Moreover, changes in technology and society have made the lines between private citizen and journalist exceedingly difficult to draw. The proliferation of electronic devices with video-recording capability means that many of our images of current events come from bystanders with a ready cell phone or digital camera rather than a traditional film crew, and news stories are now just as likely to be broken by a blogger at her computer as a reporter at a major newspaper. Such developments make clear why the newsgathering protections of the First Amendment cannot turn on professional credentials or status.

It remains to be seen what effect the ruling will have in Massachusetts and in other states on what has become a common police practice. The New Hampshire Union Leader noted Wednesday that arrests for recording police actions in public have been made in a number of New Hampshire communities, including Manchester, Nashua, Portsmouth, Keene, and Weare. In June of this year, a Rochester, New York, woman was charged with obstructing governmental administration for videotaping a police traffic stop from her own front yard. She was arrested when she continued to stay outside and tape after a police officer had told her to go inside. The state withdrew the charge and a judge dismissed the case. 

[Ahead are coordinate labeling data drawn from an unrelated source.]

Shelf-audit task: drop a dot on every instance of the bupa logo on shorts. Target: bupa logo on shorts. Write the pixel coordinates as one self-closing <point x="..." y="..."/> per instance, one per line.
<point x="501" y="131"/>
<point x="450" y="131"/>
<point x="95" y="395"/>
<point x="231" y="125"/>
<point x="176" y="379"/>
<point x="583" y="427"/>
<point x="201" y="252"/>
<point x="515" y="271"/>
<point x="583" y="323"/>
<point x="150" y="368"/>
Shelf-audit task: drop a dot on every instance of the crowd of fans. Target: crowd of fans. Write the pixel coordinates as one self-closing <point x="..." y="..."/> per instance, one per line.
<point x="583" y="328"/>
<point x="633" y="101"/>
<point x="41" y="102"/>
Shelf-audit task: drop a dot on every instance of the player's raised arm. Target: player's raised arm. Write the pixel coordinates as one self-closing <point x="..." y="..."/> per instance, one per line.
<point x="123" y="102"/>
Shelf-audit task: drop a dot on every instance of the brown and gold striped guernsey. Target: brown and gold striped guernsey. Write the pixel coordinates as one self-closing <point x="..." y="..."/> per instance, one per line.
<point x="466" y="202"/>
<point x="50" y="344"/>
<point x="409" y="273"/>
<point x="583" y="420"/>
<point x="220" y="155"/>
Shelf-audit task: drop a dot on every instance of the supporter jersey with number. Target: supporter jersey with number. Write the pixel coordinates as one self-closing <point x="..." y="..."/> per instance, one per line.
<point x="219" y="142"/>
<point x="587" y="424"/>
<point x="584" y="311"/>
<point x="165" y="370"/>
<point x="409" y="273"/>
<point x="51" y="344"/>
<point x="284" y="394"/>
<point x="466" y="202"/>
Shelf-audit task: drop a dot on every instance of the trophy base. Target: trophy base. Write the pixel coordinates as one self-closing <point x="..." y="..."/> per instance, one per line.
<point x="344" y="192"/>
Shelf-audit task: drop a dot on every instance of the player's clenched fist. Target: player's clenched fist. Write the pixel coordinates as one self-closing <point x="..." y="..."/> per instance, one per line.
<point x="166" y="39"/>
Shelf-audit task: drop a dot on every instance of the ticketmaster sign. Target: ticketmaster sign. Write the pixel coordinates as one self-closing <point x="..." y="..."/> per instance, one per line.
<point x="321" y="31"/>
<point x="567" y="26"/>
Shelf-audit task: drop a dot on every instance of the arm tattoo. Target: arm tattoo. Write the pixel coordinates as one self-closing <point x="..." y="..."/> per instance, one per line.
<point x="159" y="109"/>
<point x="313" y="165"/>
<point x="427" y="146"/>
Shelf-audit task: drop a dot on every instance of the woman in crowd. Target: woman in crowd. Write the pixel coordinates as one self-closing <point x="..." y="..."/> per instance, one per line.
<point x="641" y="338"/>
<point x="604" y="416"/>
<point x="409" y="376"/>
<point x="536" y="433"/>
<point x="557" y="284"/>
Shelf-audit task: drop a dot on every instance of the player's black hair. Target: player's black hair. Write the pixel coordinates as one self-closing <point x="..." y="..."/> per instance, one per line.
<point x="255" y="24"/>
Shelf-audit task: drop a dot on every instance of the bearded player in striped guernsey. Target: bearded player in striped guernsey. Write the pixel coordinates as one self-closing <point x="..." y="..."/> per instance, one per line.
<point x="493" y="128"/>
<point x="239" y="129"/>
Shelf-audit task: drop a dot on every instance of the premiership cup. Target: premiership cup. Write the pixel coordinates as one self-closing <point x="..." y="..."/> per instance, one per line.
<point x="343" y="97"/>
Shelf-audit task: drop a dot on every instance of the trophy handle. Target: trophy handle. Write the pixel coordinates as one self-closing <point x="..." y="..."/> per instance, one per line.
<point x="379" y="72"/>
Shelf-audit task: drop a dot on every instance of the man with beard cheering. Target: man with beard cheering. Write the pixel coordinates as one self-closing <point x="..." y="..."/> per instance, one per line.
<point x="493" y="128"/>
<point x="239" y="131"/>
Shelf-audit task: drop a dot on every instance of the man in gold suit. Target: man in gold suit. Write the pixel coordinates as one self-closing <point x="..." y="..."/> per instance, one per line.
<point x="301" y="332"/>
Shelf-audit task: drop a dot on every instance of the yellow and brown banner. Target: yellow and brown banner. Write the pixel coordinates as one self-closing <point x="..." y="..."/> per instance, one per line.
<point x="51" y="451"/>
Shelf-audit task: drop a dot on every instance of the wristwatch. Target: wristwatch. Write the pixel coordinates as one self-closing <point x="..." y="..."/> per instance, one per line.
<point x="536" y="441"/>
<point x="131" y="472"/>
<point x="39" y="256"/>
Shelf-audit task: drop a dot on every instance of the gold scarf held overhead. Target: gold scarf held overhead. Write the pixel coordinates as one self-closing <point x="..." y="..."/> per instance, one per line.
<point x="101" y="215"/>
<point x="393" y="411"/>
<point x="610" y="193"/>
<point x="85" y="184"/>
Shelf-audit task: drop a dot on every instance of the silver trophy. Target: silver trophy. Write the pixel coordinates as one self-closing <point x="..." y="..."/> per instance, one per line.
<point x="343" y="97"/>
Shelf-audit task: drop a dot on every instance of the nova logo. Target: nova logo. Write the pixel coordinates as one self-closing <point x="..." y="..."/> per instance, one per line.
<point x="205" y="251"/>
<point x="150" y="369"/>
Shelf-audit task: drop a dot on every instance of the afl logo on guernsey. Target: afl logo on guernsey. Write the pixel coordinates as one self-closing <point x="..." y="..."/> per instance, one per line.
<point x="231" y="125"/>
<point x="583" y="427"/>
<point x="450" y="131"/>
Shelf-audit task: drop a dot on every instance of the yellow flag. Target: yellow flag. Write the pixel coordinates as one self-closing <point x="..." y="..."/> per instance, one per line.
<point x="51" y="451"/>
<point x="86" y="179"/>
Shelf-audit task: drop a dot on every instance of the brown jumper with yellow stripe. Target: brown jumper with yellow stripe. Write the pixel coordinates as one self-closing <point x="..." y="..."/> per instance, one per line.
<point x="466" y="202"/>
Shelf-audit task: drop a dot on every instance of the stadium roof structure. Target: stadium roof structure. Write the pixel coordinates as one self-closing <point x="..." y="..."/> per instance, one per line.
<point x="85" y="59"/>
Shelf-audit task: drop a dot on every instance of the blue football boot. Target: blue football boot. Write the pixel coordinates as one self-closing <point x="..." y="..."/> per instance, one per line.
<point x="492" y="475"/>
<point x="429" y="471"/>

In some cases the arrests are made after the video is posted on the Internet. Stopped outside of Baltimore, Maryland, for speeding and reckless driving, motorcyclist Anthony Graber posted a video on YouTube a week later showing a plainclothes state trooper cutting him off and drawing a gun. Graber recorded the stop with a camera on his helmet. In April, police raided Graber's parents' home. "They confiscated his camera computers and external hard drives," ABC News reported. "Graber was indicted for allegedly violating state wiretap laws by recording the trooper without his consent."

Police arrested Sharron Tasha Ford in Boynton Beach, Florida, two years ago for videotaping an encounter between police and her teenage son at a movie theater.  Prosecutors chose not to file charges. Her lawyer, James Green, told ABC a video and/or audio recording is often the only evidence of police abuse or of a defendant's innocence. "Judges and juries want to believe law enforcement," Green said. "They want to believe police officers and unless you have credible evidence to contradict police officers, it's often very difficult to get judges or juries to believe the word of a citizen over a police officer."